Examples include DC Comics' Superman (hero) and Katniss Everdeen from The Hunger Games (heroine).

===Antihero===

An antihero (sometimes spelled anti-hero) or antiheroine is a main character in a story who lacks conventional heroic qualities and attributes such as idealism, courage, and morality.

Examples include Holden Caulfield from The Catcher in the Rye, Scarlett O'Hara from Gone With the Wind, and Jay Gatsby from The Great Gatsby.

===Tragic hero===

A tragic hero is the protagonist of a tragedy.

Examples include Oedipus from Oedipus Rex and Prince Hamlet from Shakespeare's Hamlet.

===Villain protagonist===
The protagonist is not always conventionally good. Contrasting the hero protagonist, a villain protagonist is a protagonist who is a villain, driving the story forward regardless of the evil qualities the main character has.
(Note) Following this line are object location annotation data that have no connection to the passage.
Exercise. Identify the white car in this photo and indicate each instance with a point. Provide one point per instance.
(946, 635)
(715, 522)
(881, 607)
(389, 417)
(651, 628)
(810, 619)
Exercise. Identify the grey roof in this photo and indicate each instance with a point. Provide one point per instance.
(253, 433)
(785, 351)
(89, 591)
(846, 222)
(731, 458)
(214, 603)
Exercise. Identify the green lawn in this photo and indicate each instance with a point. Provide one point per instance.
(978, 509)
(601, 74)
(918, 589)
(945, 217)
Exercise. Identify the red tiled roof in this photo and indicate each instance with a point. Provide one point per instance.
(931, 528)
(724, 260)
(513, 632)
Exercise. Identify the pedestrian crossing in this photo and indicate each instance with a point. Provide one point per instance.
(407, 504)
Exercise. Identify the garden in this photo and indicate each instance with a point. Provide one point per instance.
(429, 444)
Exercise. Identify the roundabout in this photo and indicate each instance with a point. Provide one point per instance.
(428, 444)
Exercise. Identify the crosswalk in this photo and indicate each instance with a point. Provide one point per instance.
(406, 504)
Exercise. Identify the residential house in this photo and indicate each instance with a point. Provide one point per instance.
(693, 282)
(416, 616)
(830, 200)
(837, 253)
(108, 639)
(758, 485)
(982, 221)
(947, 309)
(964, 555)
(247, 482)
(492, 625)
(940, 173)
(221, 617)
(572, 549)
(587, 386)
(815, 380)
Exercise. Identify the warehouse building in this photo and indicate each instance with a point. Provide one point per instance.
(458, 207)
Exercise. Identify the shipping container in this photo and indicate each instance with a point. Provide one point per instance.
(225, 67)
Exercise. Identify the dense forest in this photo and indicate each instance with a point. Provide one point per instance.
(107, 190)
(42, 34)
These traits can include being cruel, malicious, and wicked.

Examples include Humbert Humbert in Vladimir Nabokov's Lolita, Richard III in the eponymous play by William Shakespeare, Frank Underwood in House of Cards, Tony Soprano from The Sopranos, Light Yagami in the Death Note franchise, and Walter White from Breaking Bad.

===Supporting protagonist===
When a supporting protagonist appears, the story is told from the perspective of a character who appears to be minor. This character may be more peripheral from the events of the story and are not as involved within the "main action" of the plot. The supporting protagonist may be telling the story while viewing another character as the main influence of the plot.

One example is Nick in The Great Gatsby.

==Further examples==

Euripides' play Hippolytus may be considered to have two protagonists, though one at a time. Phaedra is the protagonist of the first half, who dies partway through the play. Her stepson, the titular Hippolytus, assumes the dominant role in the second half of the play.

In Henrik Ibsen's play The Master Builder, the protagonist is the architect Halvard Solness. The young woman, Hilda Wangel, whose actions lead to the death of Solness, is the antagonist.

In Shakespeare's play Romeo and Juliet, Romeo is the protagonist. He is actively in pursuit of his relationship with Juliet, and the audience is invested in that story. Tybalt, as an antagonist, opposes Romeo and attempts to thwart the relationship.

In Shakespeare's play Hamlet, Prince Hamlet, who seeks revenge for the murder of his father, is the protagonist. The antagonist is the character who most opposes Hamlet, Claudius (though, in many ways, Hamlet is his own antagonist).

Sometimes, a work will have a false protagonist, who may seem to be the protagonist, but then may disappear unexpectedly. The character Marion in Alfred Hitchcock's film Psycho (1960) is an example.

A novel may contain a number of narratives, each with its own protagonist. Alexander Solzhenitsyn's The First Circle, for example, depicts a variety of characters imprisoned and living in a gulag camp. Leo Tolstoy's War and Peace depicts fifteen major characters involved in or affected by a war.

Though many people equate protagonists with the term hero and possessing heroic qualities, it is not necessary, as even villainous characters can be protagonists. For example Michael Corleone from The Godfather film series (1972–1990).

In some cases, the protagonist is not a human: in Richard Adams' novel Watership Down, a group of anthropomorphised rabbits, led by the protagonist Hazel, escape their warren after seeing a vision of its destruction, starting a perilous journey to find a new home.